What I am trying to say is something looser and more gestalt. I do think what I am saying contains some disagreement with some spirit-of-MIRI, and possibly some specific others at MIRI, such that I could say I’ve updated on the modern progress of AI in a different way than they have.
For example, in my update, the modern progress of LLMs points towards the Paul side of some Eliezer-Paul debates. (I would have to think harder about how to spell out exactly which Eliezer-Paul debates.)
One thing I can say is that I myself often argued using “naive misinterpretation”-like cases such as the paperclip example. However, I was also very aware of the Eliezer-meme “the AI will understand what the humans mean, it just won’t care”. I would have predicted difficulty in building a system which correctly interprets and correctly cares about human requests to the extent that GPT4 does.

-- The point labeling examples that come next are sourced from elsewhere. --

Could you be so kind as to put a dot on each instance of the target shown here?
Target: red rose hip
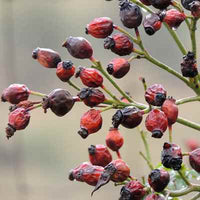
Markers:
(100, 27)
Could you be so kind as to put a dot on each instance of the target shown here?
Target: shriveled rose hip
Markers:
(46, 57)
(15, 93)
(100, 27)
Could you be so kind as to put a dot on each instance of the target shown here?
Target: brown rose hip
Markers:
(46, 57)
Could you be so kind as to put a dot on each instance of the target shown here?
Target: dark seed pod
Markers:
(160, 4)
(174, 18)
(46, 57)
(156, 122)
(129, 117)
(59, 101)
(155, 95)
(171, 156)
(117, 171)
(65, 70)
(91, 96)
(78, 47)
(15, 93)
(91, 122)
(114, 140)
(118, 67)
(90, 77)
(100, 27)
(130, 14)
(87, 173)
(194, 158)
(170, 109)
(133, 190)
(189, 66)
(99, 155)
(158, 179)
(119, 44)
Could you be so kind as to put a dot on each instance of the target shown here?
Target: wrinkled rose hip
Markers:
(100, 27)
(90, 77)
(118, 67)
(15, 93)
(46, 57)
(171, 156)
(90, 122)
(99, 155)
(78, 47)
(65, 70)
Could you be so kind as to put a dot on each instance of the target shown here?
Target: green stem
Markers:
(73, 85)
(176, 39)
(188, 123)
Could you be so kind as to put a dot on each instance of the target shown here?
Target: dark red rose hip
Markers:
(151, 23)
(155, 95)
(130, 14)
(170, 109)
(118, 67)
(90, 77)
(133, 190)
(78, 47)
(158, 179)
(59, 101)
(194, 158)
(171, 156)
(91, 122)
(129, 117)
(15, 93)
(189, 66)
(87, 173)
(46, 57)
(99, 155)
(119, 44)
(91, 96)
(65, 70)
(100, 27)
(18, 120)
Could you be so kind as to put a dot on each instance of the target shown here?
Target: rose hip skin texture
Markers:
(65, 70)
(90, 77)
(78, 47)
(59, 101)
(194, 158)
(158, 179)
(154, 197)
(130, 14)
(119, 44)
(114, 139)
(151, 23)
(174, 18)
(189, 66)
(118, 67)
(171, 156)
(100, 27)
(91, 96)
(129, 117)
(133, 190)
(155, 95)
(156, 122)
(99, 155)
(90, 122)
(170, 109)
(46, 57)
(86, 173)
(18, 120)
(15, 93)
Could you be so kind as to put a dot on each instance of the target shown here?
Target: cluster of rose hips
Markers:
(162, 111)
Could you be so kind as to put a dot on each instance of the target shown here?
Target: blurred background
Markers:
(34, 164)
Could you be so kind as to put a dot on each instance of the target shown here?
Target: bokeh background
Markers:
(34, 164)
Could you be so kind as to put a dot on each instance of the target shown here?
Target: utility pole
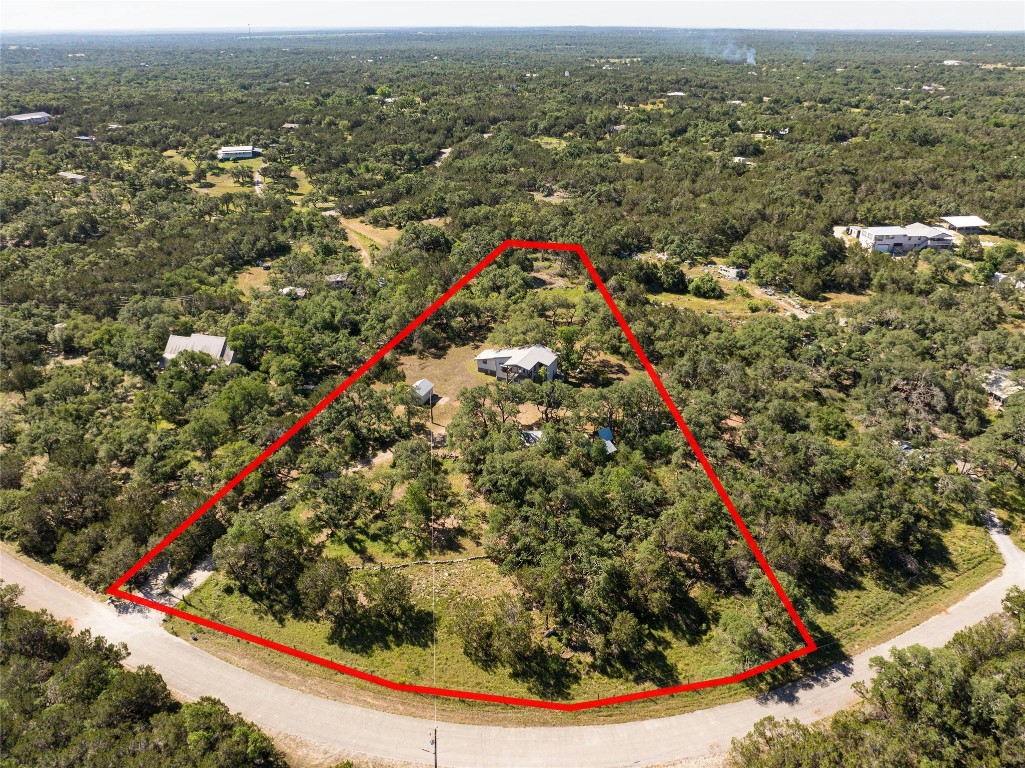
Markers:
(434, 744)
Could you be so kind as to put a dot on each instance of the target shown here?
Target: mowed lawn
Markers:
(856, 620)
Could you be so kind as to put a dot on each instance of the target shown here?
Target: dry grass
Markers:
(252, 280)
(556, 198)
(379, 236)
(449, 373)
(862, 619)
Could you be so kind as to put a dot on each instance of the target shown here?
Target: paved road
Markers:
(334, 731)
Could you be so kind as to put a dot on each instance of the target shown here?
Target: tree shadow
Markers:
(900, 572)
(546, 675)
(784, 684)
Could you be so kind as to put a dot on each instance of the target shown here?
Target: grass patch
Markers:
(550, 143)
(369, 235)
(252, 280)
(858, 619)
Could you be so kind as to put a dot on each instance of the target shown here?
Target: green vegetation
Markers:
(962, 704)
(66, 699)
(859, 443)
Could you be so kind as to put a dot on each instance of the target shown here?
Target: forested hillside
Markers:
(66, 699)
(850, 422)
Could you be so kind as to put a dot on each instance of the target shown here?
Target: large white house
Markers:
(30, 118)
(519, 363)
(238, 153)
(215, 347)
(903, 239)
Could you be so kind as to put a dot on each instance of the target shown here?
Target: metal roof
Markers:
(215, 347)
(29, 116)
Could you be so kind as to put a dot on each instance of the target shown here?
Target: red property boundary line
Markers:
(117, 590)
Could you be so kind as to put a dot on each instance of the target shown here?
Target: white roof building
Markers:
(518, 363)
(903, 239)
(999, 387)
(73, 177)
(238, 153)
(215, 347)
(31, 118)
(423, 391)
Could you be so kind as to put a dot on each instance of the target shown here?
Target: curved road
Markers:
(333, 731)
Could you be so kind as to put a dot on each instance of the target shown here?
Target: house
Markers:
(899, 240)
(999, 277)
(519, 363)
(999, 387)
(73, 177)
(964, 225)
(215, 347)
(732, 273)
(422, 392)
(30, 118)
(238, 153)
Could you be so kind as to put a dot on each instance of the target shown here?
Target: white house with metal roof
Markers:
(215, 347)
(238, 153)
(30, 118)
(964, 225)
(519, 363)
(903, 239)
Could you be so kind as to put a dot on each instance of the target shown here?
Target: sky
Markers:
(94, 15)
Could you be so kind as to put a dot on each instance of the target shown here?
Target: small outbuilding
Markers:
(531, 437)
(74, 177)
(238, 153)
(605, 435)
(965, 225)
(422, 392)
(732, 273)
(999, 387)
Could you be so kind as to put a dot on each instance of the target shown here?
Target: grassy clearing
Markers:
(857, 620)
(449, 373)
(550, 143)
(733, 304)
(370, 235)
(874, 613)
(556, 198)
(304, 187)
(252, 280)
(1009, 503)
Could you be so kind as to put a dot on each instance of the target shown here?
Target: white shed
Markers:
(422, 392)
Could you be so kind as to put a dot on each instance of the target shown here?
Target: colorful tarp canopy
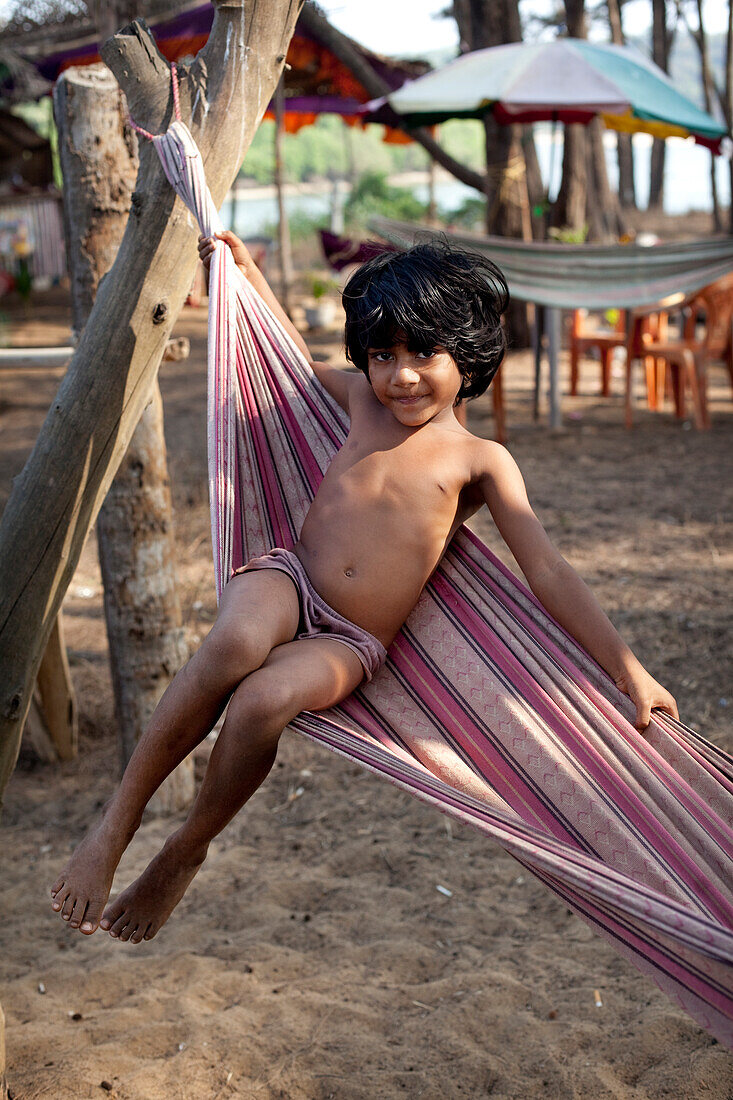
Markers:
(316, 81)
(568, 79)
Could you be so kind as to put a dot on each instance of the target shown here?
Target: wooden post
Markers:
(110, 378)
(134, 529)
(57, 696)
(283, 226)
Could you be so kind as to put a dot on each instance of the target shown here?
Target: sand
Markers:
(314, 955)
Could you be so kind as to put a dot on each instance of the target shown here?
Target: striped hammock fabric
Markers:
(485, 707)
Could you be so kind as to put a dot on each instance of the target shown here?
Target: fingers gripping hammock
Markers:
(485, 708)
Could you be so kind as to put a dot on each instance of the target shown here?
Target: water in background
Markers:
(687, 183)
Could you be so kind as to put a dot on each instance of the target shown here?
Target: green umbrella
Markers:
(567, 79)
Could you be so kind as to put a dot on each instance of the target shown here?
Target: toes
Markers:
(59, 898)
(57, 884)
(77, 913)
(127, 932)
(119, 925)
(111, 914)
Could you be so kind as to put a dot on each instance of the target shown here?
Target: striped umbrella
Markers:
(567, 79)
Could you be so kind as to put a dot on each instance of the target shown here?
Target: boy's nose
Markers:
(405, 374)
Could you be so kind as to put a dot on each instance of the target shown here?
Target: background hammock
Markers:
(485, 707)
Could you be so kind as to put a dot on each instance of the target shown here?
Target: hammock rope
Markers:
(485, 708)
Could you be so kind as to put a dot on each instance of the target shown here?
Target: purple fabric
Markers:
(317, 618)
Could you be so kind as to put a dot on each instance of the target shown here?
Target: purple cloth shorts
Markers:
(317, 618)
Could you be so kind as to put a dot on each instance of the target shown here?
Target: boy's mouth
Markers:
(409, 398)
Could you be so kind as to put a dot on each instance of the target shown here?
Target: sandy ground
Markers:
(314, 956)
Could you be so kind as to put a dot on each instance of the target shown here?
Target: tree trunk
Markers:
(481, 24)
(624, 145)
(3, 1079)
(660, 57)
(602, 202)
(137, 553)
(701, 39)
(569, 207)
(728, 103)
(110, 378)
(134, 529)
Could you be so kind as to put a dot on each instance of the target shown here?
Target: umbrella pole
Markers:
(553, 321)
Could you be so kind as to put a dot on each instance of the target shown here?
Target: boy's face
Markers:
(417, 385)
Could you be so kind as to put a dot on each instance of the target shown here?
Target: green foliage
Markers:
(303, 226)
(471, 213)
(372, 195)
(568, 235)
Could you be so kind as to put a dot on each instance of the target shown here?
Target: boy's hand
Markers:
(239, 250)
(645, 693)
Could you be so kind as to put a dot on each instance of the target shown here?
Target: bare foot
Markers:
(81, 890)
(142, 910)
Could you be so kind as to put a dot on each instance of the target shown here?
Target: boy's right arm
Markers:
(335, 381)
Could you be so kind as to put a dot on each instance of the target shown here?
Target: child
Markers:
(299, 629)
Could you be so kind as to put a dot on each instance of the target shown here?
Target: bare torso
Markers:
(382, 517)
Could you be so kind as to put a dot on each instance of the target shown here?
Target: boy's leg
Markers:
(259, 611)
(310, 674)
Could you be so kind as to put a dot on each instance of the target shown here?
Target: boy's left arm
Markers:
(559, 589)
(335, 381)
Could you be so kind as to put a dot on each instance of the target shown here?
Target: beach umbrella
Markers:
(566, 79)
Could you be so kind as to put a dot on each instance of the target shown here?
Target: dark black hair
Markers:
(439, 297)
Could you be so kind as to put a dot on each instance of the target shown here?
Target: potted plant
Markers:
(321, 312)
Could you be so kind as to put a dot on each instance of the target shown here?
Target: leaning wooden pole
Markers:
(98, 154)
(109, 381)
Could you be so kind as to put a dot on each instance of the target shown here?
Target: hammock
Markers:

This does not mean that AI safety is easy, or that it is solved; only that it is easier than I anticipated at this particular level of capability.
Getting more specific to what I wrote in the post:
My claim is that modern LLMs are “doing roughly what they seem like they are doing” and “internalize human intuitive concepts”. This does include some kind of claim that these systems are more-or-less ethical (they appear to be trying to be helpful and friendly, therefore they “roughly are”).
The reason I don’t think this contradicts with Eliezer’s bolded claim (“Getting a shape into the AI’s preferences is different from getting it into the AI’s predictive model”) is that I read Eliezer as talking about strongly superhuman AI with this claim. It is not too difficult to get something into the values of some basic reinforcement learning agent, to the extent that something like that has values worth speaking of. It gets increasingly difficult as the agent gets cleverer. At the level of intelligence of, say, GPT4, there is not a clear difference between getting the LLM to really care about something vs merely getting those values into its predictive model. It may be deceptive or honest; or, it could even be meaningless to classify it as deceptive or honest. This is less true of o1, since we can see it actively scheming to deceive.